South Korea to Crack Down on Crypto Transfers Under 1 Million Won – New Rules Coming

South Korea’s Financial Services Commission (FSC) is advancing plans to expand the crypto **Travel Rule**—requiring virtual asset service providers (VASPs) to collect and share sender/recipient information—to cover all transactions, including those under **1 million won** (~$680–$700). Announced in late November 2025 by FSC Chairman Lee Eok-won, this move closes a loophole exploited for “smurfing,” where illicit funds are split into smaller amounts to evade identity checks.

Key Details
– Currently, the Travel Rule applies mainly to transfers over 1 million won.
– The expansion targets rising misuse: Korea’s Financial Intelligence Unit (FIU) flagged over 36,000 suspicious crypto transactions in the first eight months of 2025 alone.
– VASPs will need to verify names, wallet addresses, and other details for even low-value transfers.
– Legislative amendments are expected in the first half of 2026, with implementation likely following.

Reasons for the Crackdown
Regulators cite increasing money laundering, tax evasion, drug trafficking, and illicit overseas remittances via crypto.

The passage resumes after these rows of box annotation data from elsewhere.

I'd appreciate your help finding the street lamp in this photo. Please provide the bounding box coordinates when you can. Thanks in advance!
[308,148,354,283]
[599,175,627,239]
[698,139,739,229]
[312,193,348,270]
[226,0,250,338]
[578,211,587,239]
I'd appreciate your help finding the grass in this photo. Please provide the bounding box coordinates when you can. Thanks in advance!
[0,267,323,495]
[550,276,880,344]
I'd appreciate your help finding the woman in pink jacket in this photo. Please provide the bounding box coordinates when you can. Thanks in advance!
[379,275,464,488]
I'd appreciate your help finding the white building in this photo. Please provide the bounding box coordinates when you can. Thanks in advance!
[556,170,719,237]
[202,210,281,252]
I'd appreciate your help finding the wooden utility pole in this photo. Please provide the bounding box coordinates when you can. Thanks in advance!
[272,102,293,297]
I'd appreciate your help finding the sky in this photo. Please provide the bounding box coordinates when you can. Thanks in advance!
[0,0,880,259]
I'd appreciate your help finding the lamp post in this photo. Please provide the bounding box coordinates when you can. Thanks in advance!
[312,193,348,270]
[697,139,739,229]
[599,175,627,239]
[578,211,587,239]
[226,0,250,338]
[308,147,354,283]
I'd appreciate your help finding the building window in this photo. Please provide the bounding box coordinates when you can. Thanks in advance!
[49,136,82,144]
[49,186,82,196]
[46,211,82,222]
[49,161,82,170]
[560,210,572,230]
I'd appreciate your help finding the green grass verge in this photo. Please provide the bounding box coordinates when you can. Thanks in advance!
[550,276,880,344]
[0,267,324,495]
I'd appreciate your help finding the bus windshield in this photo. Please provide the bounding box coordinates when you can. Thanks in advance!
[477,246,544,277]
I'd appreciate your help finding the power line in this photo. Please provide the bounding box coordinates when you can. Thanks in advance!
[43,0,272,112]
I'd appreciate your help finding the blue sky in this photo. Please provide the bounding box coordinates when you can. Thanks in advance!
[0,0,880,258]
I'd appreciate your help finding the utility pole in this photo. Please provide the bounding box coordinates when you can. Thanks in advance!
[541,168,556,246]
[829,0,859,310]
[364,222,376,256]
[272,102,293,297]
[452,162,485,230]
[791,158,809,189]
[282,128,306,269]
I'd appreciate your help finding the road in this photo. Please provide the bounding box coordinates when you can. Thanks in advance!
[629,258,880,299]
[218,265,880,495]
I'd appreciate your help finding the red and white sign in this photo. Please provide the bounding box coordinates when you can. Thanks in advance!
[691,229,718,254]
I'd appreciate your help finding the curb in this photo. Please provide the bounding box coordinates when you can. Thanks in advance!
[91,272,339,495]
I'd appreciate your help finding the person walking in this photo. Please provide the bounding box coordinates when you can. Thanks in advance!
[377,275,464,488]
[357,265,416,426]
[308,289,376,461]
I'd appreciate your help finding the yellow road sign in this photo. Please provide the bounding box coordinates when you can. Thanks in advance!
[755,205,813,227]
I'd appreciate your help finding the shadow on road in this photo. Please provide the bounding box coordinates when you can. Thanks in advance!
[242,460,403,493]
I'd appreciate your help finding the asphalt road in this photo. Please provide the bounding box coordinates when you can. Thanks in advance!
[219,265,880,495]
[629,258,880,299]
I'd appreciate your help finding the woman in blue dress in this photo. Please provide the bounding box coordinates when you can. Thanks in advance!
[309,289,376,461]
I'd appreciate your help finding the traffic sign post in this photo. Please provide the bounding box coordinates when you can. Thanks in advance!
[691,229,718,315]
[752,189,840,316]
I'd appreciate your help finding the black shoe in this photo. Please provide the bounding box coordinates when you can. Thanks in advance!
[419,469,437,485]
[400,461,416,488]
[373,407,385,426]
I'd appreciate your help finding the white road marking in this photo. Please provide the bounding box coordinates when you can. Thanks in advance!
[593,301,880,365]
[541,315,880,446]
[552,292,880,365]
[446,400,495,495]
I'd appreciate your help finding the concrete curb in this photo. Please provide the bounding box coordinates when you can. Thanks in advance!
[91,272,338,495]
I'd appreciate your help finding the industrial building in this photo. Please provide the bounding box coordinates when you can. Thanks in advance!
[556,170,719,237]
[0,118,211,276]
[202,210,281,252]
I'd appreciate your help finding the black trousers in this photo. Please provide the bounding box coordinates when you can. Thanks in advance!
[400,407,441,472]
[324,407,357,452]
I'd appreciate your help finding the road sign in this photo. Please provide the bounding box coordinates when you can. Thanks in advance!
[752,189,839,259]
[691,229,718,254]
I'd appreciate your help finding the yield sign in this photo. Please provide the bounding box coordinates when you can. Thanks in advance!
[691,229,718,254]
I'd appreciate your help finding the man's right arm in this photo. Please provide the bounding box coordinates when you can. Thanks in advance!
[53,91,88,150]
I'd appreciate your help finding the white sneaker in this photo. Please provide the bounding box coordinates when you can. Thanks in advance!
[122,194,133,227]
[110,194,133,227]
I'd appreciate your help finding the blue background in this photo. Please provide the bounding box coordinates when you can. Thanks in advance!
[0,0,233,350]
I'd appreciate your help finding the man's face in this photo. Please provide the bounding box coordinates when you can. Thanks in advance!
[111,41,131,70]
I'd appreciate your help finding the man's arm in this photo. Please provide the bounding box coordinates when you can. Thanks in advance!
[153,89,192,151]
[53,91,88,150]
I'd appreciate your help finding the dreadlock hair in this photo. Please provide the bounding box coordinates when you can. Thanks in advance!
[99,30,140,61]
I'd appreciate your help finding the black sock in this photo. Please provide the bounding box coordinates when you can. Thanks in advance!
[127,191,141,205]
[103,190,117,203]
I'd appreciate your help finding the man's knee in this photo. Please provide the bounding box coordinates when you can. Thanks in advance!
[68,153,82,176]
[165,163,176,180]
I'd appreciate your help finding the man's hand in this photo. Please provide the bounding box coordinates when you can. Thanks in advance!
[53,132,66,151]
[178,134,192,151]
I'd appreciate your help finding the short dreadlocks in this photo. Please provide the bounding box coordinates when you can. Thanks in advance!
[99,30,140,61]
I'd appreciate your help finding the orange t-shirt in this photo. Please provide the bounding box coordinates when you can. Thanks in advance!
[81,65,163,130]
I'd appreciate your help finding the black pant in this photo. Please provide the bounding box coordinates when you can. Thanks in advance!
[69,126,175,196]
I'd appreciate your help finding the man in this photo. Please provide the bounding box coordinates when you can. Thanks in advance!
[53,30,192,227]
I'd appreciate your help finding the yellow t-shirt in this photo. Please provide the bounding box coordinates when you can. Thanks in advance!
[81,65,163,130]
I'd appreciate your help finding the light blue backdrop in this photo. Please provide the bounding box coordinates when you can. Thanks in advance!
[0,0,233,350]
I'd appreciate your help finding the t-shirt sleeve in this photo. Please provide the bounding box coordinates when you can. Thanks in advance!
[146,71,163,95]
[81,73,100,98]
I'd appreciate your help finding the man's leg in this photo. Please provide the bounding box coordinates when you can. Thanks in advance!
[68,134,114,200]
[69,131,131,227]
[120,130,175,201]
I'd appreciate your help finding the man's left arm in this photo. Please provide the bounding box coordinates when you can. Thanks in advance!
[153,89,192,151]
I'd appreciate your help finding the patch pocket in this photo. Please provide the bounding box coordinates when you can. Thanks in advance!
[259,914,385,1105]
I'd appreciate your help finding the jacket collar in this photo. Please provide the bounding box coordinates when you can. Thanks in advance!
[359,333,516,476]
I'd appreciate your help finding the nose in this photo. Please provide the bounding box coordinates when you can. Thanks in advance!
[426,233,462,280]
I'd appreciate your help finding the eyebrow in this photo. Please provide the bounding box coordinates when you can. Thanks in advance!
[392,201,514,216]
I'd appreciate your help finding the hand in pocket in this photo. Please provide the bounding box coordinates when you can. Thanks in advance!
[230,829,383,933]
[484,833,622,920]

This aligns with global FATF standards and builds on prior measures like the Virtual Asset User Protection Act (2024).

mpact on Market
– Exchanges face higher compliance costs for system upgrades and monitoring.
– Retail traders may experience delays or added verification for small transfers.
– Broader reforms include blocking “high-risk” offshore platforms and preemptive FIU account freezes.

The proposed extension signals South Korea’s commitment to robust AML oversight in its vibrant crypto market. While enhancing transparency and investor protection, it may raise operational burdens. Final rules await National Assembly approval in 2026.